Norbertijn en kapelaan
Van den Elsen bezocht de Latijnse School in Gemert en werd daarna norbertijn. Na zijn priesterwijding was hij van 1878 tot 1880 kapelaan van Berlicum. Zijn preken vielen goed in de smaak, net als zijn artikelen voor het Zondagsblad der H. Familie, die als thema vooral het ideale katholieke gezinsleven hadden. Deze preken in artikelvorm waren zo populair dat hij ze kon bundelen en laten uitgeven onder de titels Het Bloemhofke van Ruth (1892) en Bloemen geplukt buiten het Hofke van Ruth (1894).

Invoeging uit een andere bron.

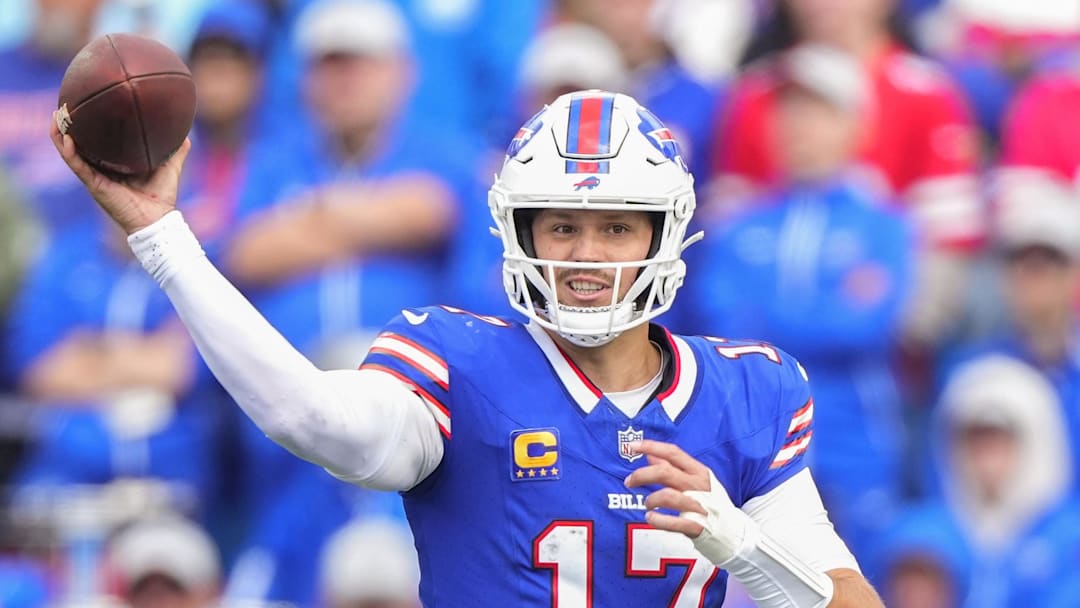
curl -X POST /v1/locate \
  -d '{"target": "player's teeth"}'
[570,281,603,292]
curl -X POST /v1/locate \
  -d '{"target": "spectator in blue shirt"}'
[675,48,913,570]
[224,0,468,603]
[179,0,274,257]
[4,222,224,506]
[910,354,1080,608]
[0,0,102,230]
[941,173,1080,490]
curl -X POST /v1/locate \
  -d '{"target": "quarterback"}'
[52,91,881,608]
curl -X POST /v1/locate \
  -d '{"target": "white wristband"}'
[680,473,833,608]
[127,210,206,285]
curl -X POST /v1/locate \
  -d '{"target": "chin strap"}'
[680,473,833,608]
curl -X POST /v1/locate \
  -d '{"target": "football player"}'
[52,91,881,608]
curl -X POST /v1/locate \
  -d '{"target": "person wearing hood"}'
[898,354,1080,608]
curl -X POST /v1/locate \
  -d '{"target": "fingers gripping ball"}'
[56,33,195,175]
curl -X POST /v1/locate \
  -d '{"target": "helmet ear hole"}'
[645,212,664,259]
[514,210,540,257]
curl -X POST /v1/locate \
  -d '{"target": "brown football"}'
[56,33,195,175]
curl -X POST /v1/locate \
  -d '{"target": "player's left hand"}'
[625,440,712,538]
[625,440,756,566]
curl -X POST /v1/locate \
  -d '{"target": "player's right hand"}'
[49,112,191,234]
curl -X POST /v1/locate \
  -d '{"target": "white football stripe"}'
[372,335,450,384]
[787,401,813,434]
[772,433,813,467]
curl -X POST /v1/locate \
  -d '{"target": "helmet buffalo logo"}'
[507,110,543,158]
[637,108,686,171]
[573,175,600,192]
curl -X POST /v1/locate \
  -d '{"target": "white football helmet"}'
[488,91,702,347]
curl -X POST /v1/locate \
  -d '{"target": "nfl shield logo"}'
[619,427,645,462]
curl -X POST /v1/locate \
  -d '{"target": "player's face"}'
[787,0,895,44]
[127,575,212,608]
[955,425,1018,503]
[532,210,652,307]
[191,43,260,126]
[773,86,859,179]
[305,53,409,136]
[887,557,956,608]
[1005,247,1080,328]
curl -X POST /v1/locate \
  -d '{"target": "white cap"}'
[522,23,626,95]
[109,516,221,590]
[296,0,409,57]
[942,354,1059,429]
[780,43,870,111]
[321,518,420,602]
[996,174,1080,259]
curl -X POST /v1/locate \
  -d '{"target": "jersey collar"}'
[525,323,698,422]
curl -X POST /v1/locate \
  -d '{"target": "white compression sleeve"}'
[683,471,858,608]
[127,211,443,490]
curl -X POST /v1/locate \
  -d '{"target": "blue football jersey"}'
[362,307,813,608]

In 1880 keerde Van den Elsen naar de abdij terug, waar hij kerkgeschiedenis en bijbelexegese onderwees. Tegelijkertijd richtte hij zich op historisch onderzoek naar onder andere de geschiedenis van zijn orde en de Abdij van Heeswijk, de plaatselijke geschiedenis van dorpen in de omgeving, en van de Latijnse school in Gemert.

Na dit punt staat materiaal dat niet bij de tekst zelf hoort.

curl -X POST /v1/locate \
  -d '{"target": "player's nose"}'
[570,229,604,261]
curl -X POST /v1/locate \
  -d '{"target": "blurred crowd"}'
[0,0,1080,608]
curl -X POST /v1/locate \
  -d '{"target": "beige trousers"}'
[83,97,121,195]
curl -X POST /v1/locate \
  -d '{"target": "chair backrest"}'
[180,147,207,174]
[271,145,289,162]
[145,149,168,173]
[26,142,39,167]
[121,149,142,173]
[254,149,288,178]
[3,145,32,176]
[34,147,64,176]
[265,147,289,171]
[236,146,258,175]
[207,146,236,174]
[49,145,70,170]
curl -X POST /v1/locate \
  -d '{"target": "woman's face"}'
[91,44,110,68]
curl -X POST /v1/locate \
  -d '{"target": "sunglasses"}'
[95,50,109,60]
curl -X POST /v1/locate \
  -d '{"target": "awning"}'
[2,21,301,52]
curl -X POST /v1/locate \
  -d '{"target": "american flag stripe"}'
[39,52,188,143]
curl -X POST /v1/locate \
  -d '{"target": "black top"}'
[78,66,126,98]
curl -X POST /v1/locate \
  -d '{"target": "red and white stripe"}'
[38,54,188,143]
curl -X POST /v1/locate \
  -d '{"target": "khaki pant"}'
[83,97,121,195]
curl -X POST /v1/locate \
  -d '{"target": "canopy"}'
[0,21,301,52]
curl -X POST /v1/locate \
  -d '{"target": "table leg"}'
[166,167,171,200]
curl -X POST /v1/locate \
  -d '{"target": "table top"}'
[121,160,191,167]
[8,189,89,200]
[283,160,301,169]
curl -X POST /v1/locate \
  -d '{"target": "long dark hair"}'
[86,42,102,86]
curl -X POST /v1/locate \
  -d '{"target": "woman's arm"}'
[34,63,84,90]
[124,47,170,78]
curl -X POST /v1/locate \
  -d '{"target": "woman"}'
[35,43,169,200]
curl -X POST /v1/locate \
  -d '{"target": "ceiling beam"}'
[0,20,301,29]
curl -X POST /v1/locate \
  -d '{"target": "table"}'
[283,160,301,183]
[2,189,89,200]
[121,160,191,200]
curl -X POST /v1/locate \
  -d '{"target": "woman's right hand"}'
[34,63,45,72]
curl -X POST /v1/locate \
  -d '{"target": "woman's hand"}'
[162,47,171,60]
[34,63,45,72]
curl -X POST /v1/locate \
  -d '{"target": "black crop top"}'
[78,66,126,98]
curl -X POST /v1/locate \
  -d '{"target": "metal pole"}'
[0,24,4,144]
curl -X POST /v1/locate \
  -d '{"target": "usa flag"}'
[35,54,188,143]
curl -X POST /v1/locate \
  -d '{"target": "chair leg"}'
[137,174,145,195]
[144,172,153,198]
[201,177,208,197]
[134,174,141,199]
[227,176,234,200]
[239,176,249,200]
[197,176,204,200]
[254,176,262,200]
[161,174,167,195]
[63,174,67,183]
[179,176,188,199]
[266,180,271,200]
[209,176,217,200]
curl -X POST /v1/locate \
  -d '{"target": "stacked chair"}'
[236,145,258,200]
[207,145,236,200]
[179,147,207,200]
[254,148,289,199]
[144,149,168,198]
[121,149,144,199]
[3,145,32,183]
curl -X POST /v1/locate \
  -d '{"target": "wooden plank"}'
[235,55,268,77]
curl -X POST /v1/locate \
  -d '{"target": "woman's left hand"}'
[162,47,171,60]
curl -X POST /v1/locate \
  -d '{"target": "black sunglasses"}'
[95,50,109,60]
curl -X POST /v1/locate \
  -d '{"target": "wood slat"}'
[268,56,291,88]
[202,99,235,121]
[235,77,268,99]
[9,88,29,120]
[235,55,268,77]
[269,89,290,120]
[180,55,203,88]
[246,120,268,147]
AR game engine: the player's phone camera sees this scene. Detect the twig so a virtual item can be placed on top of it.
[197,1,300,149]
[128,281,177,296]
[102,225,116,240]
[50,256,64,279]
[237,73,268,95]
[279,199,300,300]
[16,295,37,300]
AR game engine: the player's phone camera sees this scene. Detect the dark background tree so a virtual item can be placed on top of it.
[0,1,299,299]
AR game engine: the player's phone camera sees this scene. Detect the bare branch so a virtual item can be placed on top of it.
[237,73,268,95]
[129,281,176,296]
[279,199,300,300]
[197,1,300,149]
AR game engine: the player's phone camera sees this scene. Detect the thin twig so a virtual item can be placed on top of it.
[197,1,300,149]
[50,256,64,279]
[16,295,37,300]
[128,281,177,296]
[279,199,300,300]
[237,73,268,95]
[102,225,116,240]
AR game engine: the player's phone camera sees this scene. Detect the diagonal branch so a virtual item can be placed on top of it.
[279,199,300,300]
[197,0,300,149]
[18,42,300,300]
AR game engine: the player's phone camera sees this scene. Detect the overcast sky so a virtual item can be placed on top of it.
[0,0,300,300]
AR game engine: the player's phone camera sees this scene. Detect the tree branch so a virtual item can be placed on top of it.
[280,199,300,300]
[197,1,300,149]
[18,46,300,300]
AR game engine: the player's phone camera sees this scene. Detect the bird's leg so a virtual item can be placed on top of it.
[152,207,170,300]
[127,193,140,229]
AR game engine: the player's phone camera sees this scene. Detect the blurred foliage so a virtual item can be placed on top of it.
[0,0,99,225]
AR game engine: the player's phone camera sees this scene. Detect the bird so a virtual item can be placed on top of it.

Uiteindelijk ging Van den Elsen een meer actieve rol spelen in de samenleving. Aanvankelijk richtte hij zich op de versterking van zijn eigen kloosterorde door te ijveren voor beter onderwijs. Daarom richtte hij in 1886 het Sint-Norbertusgymnasium op, de voorloper van het huidige Gymnasium Bernrode. Hij werd zelf de eerste rector en gaf les in de vakken Latijn, Nederlands en Geschiedenis.
“De geduldige landman”
Tegen het einde van de negentiende eeuw richtte Van den Elsen zijn blik nog verder naar buiten. In de jaren 1890 gingen er stemmen op voor het oprichten van een sterke boerenbond naar Duits voorbeeld, die zich tegen de grote en invloedrijke spelers op de landbouwmarkt zou kunnen verweren en een einde zou kunnen maken aan de heersende landbouwcrisis. De pater nam de handschoen op, en zou uiteindelijk gedurende ruim 25 jaar een van de belangrijkste leidsmannen van de beweging zijn.

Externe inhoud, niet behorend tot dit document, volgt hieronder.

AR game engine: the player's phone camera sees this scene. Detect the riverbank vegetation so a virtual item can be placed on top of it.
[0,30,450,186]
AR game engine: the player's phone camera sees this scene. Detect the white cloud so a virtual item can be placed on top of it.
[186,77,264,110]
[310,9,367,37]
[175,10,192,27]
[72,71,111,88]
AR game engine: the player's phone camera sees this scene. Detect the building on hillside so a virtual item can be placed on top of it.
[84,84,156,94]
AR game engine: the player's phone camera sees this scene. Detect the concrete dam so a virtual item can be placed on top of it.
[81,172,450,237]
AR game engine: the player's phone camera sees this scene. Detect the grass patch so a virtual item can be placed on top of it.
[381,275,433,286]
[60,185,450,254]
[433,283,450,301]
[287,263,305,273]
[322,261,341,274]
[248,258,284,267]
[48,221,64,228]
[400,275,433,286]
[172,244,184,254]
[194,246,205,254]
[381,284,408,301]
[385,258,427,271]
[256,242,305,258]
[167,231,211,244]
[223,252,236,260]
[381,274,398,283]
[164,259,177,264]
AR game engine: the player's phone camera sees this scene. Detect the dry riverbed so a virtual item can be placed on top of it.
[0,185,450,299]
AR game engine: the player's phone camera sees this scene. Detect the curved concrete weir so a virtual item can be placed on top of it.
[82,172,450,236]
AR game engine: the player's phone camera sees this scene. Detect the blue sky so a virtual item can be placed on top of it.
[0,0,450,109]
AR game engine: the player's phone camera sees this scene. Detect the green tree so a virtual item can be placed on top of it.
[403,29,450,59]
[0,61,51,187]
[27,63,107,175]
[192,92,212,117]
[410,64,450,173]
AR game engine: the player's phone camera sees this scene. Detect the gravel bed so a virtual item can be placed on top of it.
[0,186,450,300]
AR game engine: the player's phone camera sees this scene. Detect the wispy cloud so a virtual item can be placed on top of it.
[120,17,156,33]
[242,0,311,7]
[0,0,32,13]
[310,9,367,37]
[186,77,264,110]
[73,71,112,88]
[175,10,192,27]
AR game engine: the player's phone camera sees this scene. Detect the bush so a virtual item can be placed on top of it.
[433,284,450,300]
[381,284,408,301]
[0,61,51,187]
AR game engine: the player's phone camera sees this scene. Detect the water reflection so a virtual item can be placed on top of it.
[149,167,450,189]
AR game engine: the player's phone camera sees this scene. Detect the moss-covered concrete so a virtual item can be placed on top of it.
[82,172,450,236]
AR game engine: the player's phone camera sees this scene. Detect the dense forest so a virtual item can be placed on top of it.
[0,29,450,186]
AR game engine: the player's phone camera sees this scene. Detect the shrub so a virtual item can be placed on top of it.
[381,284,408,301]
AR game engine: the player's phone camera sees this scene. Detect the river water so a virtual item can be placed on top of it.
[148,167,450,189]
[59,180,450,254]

In januari 1892 was Van den Elsen de eerste die de boerenbondsgedachte in een Brabants dagblad introduceerde. In een artikel met de titel ”De geduldige landman” riep hij op tot de oprichting van een vakbond voor boeren, geïnspireerd op de Pauselijke encycliek Rerum Novarum, die pleitte voor specifiek katholieke vakbonden om sociale problemen op te lossen. Met behulp van die bond zou “ook de geduldige landman eene verbazende kracht kunnen ontwikkelen, het geschreeuw van kapitalisten, groothandelaren kunnen overstemmen en zich zoodoende van den druk kunnen bevrijden, waaronder hij thans gebukt gaat, en waardoor hij moet te gronde gaan als niet spoedig de handen uit de mouw gestoken worden.”
In 1896 werd de Noordbrabantse Christelijke Boerenbond opgericht. Samen met H.M. Thijssen, de hoofdredacteur van het dagblad De Noordbrabanter, startte Van den Elsen een mediacampagne om boeren tot de oprichting van lokale boerenbonden aan te zetten. Ook hield hij bezielende voordrachten op dorpsbijeenkomsten en richtte hij zelf lokale bonden op. Deze nieuwe afdelingen konden gebruik maken van ontwerpreglementen en andere verenigingsdocumenten die Van den Elsen zelf had opgesteld.
Hoofdredacteur en leidsman
Een jaar na de oprichting werd Van den Elsen geestelijk adviseur van de Noord-Brabantse afdeling van de Boerenbond. Ook werd hij hoofdredacteur van het Weekblad van den Noordbrabantschen Christelyken Boerenbond, waarvoor hij zou tot zijn aftreden meer dan duizend nummers zou leiden en grotendeels zelf vol zou schrijven. Het tijdschrift was voor Van den Elsen dan ook een soort persoonlijke spreekbuis, waarin niet bang was voor krachtige taal. Zijn tegenstanders werden regelmatig uitgemaakt voor bedriegers, uitzuigers, judassen en 'woekerjoden'. Zijn demagogische maar ook heldere en overtuigende taalgebruik sloeg echter goed aan bij zijn doelgroep.
Boerenleenbank
Net zo belangrijk als de Boerenbonden waren volgens Van den Elsen de boerenleenbanken. Boeren konden grote aankopen vaak niet in een keer betalen, waardoor ze in de schulden belandden. Daarom ijverde Van den Elsen voor de invoering van speciale boerenleenbanken naar Duits voorbeeld. In 1898 was hij medeoprichter van de Coöperatieve Centrale Boerenleenbank, die later met het Duitse voorbeeld zou fuseren en als Rabobank verder zou gaan.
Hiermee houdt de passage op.